All labeling ratios from these phosphorylation events are further transformed into log2 scale in a distribution chart (Figure 13). There are total of 88,218 labeling ratios, 81,913 are under 2 S.D., 4,216 are between 2 S.D. and 3 S.D., and 2,089 are over 3 S.D. About seven percentages of total ratios is potential analyzing and distributes over 14,703 phosphorylation events. These ratios are under -3 (labeling change is 0.125) and over 4 (labeling change is 16) in log2 scale. The parameter (interquartile range (IQR) / 1.35) is about 0.541 and is dissimilar with standard deviation. These descriptive statistics parameters represent the analyzing potential in the cell cycle.
3.2 Dynamic phosphorylation profiles reveal unified biological information
Eight co-expression clusters are identified by the analysis of profile clustering module.

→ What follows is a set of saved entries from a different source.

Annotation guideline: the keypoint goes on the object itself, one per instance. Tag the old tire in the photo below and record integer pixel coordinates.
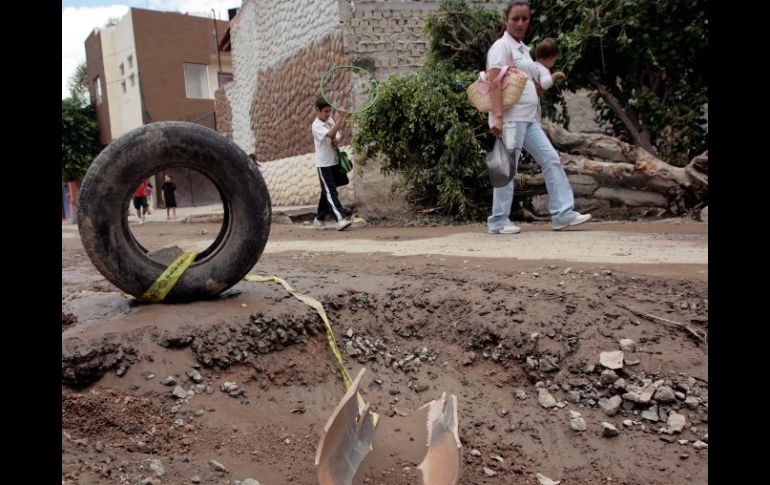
(110, 182)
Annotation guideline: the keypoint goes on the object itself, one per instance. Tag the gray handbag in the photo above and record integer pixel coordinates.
(501, 164)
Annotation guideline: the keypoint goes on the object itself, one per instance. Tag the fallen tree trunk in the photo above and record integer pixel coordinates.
(607, 173)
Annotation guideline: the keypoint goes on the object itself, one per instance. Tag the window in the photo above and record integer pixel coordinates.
(98, 90)
(196, 81)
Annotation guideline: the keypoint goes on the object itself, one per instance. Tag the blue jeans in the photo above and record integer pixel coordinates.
(561, 202)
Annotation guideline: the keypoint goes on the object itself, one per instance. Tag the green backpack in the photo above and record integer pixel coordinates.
(345, 162)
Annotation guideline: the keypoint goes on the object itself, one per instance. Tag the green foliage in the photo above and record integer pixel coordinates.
(650, 56)
(78, 85)
(424, 126)
(432, 137)
(647, 57)
(79, 138)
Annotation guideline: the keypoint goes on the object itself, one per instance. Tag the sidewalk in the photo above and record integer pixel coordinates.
(207, 213)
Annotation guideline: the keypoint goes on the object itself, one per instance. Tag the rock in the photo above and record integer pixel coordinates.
(627, 345)
(610, 406)
(545, 399)
(675, 422)
(157, 467)
(642, 394)
(611, 360)
(665, 394)
(692, 402)
(578, 424)
(609, 430)
(547, 365)
(608, 377)
(699, 445)
(650, 414)
(229, 387)
(169, 381)
(544, 480)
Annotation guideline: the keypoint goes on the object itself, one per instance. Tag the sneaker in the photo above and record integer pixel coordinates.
(508, 229)
(343, 223)
(580, 219)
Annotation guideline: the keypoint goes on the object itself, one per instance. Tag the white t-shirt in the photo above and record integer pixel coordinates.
(545, 79)
(325, 155)
(507, 50)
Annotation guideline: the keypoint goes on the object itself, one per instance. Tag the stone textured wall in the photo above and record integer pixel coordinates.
(264, 35)
(223, 113)
(283, 110)
(294, 181)
(280, 51)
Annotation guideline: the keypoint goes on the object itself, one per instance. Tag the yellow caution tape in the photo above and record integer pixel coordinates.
(316, 305)
(168, 278)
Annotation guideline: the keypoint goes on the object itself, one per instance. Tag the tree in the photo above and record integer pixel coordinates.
(78, 85)
(80, 138)
(645, 62)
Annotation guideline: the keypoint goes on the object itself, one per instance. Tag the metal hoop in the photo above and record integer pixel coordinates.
(371, 77)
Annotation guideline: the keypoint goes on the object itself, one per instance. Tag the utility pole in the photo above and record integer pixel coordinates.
(216, 46)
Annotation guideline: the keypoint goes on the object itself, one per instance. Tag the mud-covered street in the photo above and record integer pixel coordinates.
(526, 330)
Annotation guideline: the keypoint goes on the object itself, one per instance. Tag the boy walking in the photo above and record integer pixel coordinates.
(326, 136)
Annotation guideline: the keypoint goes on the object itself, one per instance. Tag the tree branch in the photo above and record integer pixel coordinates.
(640, 136)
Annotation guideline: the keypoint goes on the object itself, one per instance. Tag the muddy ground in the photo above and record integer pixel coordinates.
(499, 333)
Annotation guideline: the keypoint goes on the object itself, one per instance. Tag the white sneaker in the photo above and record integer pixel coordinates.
(343, 223)
(509, 229)
(580, 219)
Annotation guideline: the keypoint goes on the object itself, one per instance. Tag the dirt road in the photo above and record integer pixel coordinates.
(502, 322)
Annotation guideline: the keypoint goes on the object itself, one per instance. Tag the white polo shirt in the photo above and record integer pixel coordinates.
(325, 155)
(507, 50)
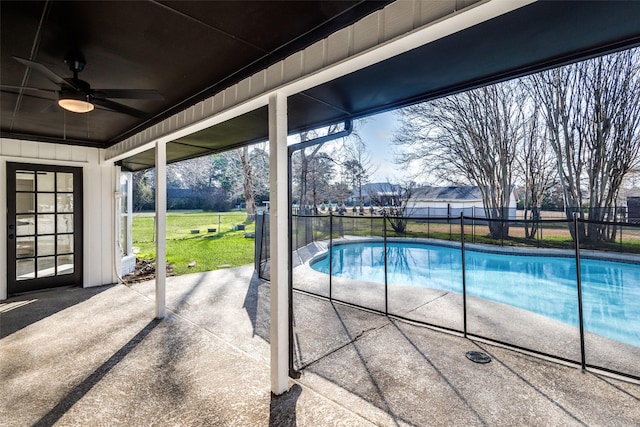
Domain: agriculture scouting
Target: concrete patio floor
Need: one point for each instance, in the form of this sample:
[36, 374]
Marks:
[96, 356]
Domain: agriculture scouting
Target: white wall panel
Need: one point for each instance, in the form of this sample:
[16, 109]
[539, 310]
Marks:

(Figure 14) Eight clusters stand for eight different purposes and signaling systems in the cell cycle. More precisely, there are nine clusters because preprocessing procedure filters phosphorylation events which all labeling ratios are not changed. Ninth cluster may relate to
18
housekeeping, homeostasis functions or is unallied to the cell cycle. The result of each cell cycle stage contains the dynamic phosphorylation profile, the member number of phosphorylation events in each cluster, and the analysis of biological process (GO) by function enrichment module. The table of each cluster presents biological processes whose p-values in log10 scale are the top. The member number among these eight clusters is similar except that fifth cluster contains 6,394 phosphorylation events (43.488%). The dynamic profile of this cluster is that labeling ratios are highly changed in mitosis stage, but no changed in the other ones. The biological process analysis of the cluster presents most phosphorylation events are involved in mitosis cell cycle process, including nucleic acid organization (chromatin organization) and cytoplasmic component organization (organelle organization, cytoskeleton organization, macromolecular complex assembly, cytoplasmic transport, protein complex assembly, single-organism intracellular transport). These processes coincide with not only mitosis stage but also the original article. Both show that about half the peptides are phosphorylated in mitosis phase.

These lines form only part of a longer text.